Terkait mengenai anggaran ini, Arya Damar, Direktur Utama Lintasarta, mengatakan “Kalo dilihat soal anggaran itu setiap daerah mengadakan smart city sendiri-sendiri. Kita lihat juga setiap daerah di Indonesia potensi pada umumnya di bidang industri, pariwisata, pertanian, dan bahkan bisnis proses di setiap daerah ini hampir sama.”
“Ketika sebuah daerah ingin membuat aplikasi misalnya. Mungkin suatu daerah sudah punya aplikasi A, bisa share ke daerah lain.

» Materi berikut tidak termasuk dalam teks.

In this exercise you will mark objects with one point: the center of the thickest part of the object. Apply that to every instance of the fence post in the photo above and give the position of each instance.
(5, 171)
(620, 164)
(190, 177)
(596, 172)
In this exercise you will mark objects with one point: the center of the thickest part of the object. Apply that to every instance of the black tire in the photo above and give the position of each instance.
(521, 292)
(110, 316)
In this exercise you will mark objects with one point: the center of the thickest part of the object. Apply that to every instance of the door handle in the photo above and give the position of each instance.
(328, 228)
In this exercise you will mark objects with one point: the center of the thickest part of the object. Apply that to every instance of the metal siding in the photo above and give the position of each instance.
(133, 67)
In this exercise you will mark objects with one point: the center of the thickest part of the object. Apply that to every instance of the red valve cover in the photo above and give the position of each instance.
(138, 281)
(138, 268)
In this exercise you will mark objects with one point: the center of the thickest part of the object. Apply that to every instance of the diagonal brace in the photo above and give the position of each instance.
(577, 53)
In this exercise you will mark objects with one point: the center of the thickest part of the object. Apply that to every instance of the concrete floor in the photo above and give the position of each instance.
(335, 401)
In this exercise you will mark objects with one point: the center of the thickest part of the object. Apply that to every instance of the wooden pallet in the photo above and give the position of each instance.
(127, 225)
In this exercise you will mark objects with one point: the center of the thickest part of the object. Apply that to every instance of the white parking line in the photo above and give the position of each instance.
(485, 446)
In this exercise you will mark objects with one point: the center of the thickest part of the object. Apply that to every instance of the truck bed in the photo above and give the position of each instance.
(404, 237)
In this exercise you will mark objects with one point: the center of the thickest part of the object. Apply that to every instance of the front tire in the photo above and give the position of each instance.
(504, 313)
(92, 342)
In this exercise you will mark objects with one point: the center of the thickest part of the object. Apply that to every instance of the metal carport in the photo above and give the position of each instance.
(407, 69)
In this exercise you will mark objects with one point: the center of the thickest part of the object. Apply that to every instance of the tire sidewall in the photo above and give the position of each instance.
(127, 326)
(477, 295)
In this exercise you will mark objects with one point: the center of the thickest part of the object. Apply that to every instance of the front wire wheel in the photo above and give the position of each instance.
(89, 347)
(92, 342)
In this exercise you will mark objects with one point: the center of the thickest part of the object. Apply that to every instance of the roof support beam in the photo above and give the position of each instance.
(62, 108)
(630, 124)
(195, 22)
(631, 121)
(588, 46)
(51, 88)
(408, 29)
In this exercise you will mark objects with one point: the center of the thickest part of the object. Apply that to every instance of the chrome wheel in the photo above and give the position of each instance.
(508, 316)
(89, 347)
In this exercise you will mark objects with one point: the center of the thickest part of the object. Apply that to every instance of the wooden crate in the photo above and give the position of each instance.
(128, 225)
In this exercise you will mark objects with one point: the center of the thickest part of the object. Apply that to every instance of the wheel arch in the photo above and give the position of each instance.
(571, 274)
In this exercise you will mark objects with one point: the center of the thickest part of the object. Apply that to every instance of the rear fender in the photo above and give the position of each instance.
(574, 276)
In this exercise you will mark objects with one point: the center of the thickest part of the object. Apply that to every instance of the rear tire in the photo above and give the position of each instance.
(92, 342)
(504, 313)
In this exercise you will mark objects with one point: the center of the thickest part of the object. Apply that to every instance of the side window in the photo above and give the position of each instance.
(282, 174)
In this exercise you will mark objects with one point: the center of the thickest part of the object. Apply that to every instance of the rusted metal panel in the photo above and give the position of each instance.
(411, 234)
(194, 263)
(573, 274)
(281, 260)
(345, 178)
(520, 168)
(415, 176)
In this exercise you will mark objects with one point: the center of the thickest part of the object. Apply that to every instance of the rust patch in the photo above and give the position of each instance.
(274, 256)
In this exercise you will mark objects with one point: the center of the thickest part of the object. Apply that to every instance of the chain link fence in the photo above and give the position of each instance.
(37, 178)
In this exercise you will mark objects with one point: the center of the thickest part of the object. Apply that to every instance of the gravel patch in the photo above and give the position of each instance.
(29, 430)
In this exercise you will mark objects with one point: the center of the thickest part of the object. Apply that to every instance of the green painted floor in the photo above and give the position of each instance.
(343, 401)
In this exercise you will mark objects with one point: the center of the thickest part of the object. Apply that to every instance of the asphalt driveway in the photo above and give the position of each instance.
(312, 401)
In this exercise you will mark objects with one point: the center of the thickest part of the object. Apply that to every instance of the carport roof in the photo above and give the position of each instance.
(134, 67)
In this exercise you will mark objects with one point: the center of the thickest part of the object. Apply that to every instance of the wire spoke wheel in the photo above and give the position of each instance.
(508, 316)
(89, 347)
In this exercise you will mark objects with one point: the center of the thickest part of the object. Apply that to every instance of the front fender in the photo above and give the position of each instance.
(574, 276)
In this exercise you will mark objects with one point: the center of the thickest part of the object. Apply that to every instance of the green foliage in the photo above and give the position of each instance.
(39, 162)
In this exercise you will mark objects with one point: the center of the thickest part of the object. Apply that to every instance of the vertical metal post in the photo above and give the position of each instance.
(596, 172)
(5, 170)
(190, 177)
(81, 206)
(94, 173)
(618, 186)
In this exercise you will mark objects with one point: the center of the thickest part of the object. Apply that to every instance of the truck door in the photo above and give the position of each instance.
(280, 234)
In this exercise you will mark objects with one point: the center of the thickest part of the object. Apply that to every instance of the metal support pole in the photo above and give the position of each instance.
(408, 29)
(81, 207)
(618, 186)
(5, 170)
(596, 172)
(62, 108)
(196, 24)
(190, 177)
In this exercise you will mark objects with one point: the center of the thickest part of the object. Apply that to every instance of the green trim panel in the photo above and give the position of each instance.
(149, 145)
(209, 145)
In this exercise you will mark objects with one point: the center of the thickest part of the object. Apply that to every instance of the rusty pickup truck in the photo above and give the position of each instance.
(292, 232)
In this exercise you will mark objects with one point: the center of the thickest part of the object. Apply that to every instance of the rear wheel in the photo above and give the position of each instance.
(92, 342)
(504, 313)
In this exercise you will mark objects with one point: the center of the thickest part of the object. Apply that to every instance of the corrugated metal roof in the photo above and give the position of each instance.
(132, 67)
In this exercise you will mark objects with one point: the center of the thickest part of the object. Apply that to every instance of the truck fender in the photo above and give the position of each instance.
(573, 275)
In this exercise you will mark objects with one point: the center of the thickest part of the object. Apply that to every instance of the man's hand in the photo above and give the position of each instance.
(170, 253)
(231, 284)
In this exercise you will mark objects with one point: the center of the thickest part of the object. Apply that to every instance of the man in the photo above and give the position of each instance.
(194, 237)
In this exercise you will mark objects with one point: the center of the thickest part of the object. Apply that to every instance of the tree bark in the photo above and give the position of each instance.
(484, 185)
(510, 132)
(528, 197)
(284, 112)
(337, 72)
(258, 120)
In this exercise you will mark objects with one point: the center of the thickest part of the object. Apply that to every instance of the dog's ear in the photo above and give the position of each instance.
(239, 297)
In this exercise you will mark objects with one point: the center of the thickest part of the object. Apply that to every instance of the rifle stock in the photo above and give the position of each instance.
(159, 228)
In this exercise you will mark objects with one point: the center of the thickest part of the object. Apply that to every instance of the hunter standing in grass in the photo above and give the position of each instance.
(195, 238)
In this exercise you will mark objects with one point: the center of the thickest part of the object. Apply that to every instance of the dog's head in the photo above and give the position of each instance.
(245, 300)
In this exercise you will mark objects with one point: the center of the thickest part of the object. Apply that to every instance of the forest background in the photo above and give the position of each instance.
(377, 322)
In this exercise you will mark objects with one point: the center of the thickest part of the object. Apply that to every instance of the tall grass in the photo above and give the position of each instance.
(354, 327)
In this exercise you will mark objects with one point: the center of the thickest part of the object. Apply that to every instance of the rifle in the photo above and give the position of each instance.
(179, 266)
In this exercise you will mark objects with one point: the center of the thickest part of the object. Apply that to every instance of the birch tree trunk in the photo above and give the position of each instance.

Kalo buat aplikasi sendiri itu kan lumayan mahal sekali. Dengan meng-share, mereka nggak perlu lagi ada anggaran baru. Jadi, sharing rame-rame seperti ini lebih murah dibandingkan setiap daerah mengadakan sendiri-sendiri yang padahal proses kerjanya sama juga,” jelas Arya.
Sedangkan terkait SDM, menurut Arya ada dua hal yang bisa manfaatkan untuk mengatasi tantangan ini. Pertama, menggunakan cara internal yang di mana menerapkan konsep magang yakni dengan menempatkan SDM dari suatu pemerintah daerah ke pemerintah daerah lain yang sudah menjalankan smart city seperti Jakarta, Tangerang Selatan, Surabaya, dan lainnya.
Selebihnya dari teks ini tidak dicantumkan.